Meine tausend Tode kann ich auch noch später sterben
, dachte sie.
    Maude erholte sich ein wenig, ihr Gesicht bekam etwas Farbe. «Sag’s ihr», befahl sie mit schwacher Stimme. «Sag ihr, warum du hier bist.»
    «Ja, bitte tu das endlich.» Anthea stemmte die Hände in die Hüften. Ihre Arme waren dünne Striche, wie auf einer Kinderzeichnung. «Ich bin ganz Ohr, Schätzchen.» Sie schüttelte Toms begütigende Hand ab. «Verpiss dich, Tom, das geht dich gar nichts an.» Der große Schauspieler fuhr zurück und verließ verletzt den Raum. Anthea blickte einen Moment zu Boden und lief ihm dann nach, humpelnd, mit nur einem Schuh.
    Der Streit wurde zischend auf der Treppe ausgetragen.
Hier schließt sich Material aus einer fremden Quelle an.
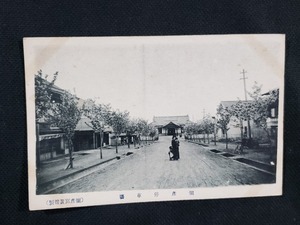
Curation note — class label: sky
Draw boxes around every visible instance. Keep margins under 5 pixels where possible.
[24,35,284,122]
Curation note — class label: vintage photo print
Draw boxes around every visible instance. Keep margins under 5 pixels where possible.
[24,34,285,210]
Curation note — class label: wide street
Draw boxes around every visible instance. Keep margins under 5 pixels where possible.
[51,136,275,194]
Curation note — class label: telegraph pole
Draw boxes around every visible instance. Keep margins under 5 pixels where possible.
[240,69,251,139]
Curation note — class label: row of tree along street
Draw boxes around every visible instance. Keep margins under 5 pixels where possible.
[185,83,279,149]
[35,70,157,168]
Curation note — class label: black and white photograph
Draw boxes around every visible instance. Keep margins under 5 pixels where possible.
[23,34,285,210]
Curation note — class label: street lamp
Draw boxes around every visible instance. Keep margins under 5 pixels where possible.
[212,116,217,145]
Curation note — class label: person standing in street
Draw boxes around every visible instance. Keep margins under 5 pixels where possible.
[171,135,178,160]
[175,137,180,160]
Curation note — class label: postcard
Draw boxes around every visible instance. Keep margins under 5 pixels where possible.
[23,34,285,210]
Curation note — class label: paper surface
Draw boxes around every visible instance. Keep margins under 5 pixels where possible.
[24,34,285,210]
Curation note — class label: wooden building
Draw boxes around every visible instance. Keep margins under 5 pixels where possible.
[151,115,190,135]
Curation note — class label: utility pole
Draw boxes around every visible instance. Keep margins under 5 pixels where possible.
[240,69,251,139]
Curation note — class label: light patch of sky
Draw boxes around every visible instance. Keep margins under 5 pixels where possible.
[33,36,283,122]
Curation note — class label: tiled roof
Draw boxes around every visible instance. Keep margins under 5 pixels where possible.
[221,101,238,108]
[152,115,190,126]
[75,117,113,132]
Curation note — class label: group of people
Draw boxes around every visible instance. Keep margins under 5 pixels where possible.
[168,135,180,160]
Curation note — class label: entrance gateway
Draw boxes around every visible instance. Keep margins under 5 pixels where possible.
[151,115,191,135]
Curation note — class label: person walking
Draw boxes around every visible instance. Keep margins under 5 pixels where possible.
[175,137,180,160]
[171,135,178,160]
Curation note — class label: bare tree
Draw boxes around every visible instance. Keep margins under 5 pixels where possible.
[49,92,81,168]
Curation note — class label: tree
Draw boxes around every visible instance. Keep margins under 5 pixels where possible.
[249,82,279,141]
[217,104,232,149]
[126,119,137,148]
[107,110,129,153]
[202,115,214,144]
[49,92,81,168]
[231,100,253,139]
[83,99,110,159]
[34,70,58,168]
[34,70,58,121]
[136,118,148,145]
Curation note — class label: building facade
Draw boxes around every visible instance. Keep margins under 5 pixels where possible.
[151,115,190,135]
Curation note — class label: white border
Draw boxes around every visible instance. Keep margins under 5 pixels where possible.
[24,34,285,210]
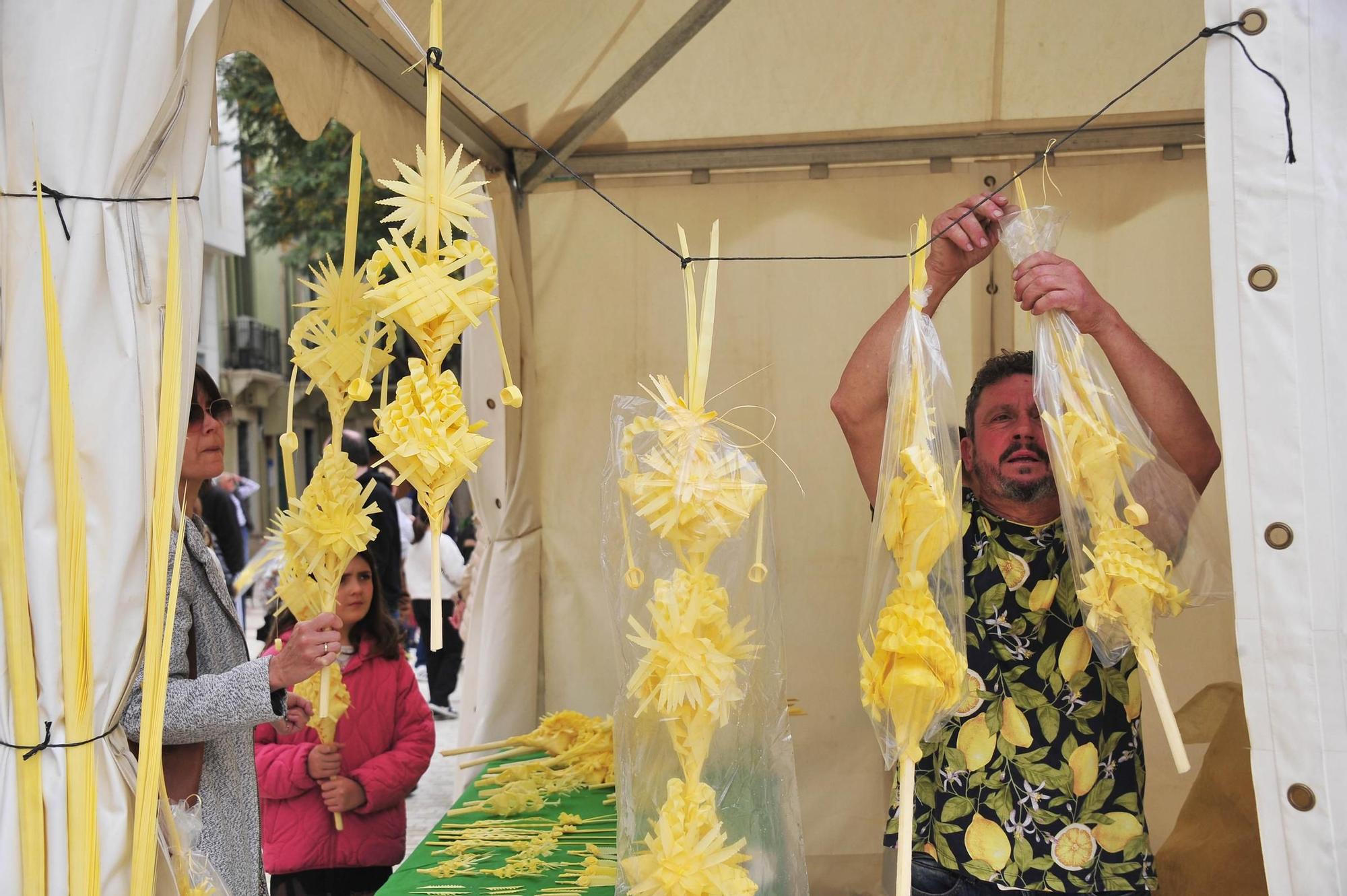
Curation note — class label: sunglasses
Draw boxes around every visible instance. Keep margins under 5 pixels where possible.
[187,399,234,429]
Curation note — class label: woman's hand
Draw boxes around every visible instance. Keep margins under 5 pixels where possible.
[271,693,314,734]
[268,613,342,690]
[318,775,365,813]
[308,744,341,782]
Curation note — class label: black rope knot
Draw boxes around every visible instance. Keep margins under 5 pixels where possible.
[1197,19,1296,166]
[32,180,70,240]
[422,47,445,88]
[23,722,51,761]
Orla beachtete ihn nicht und kümmerte sich um Maude, die immerhin, wie sie selbst, endlich wieder normal atmete und die Augen geöffnet hielt. «Wir sind bald zu Hause», sagte Orla und fügte, als Maude sich unruhig bewegte, flüsternd hinzu: «Ich weiß, ich weiß, nicht ohne das Tagebuch.»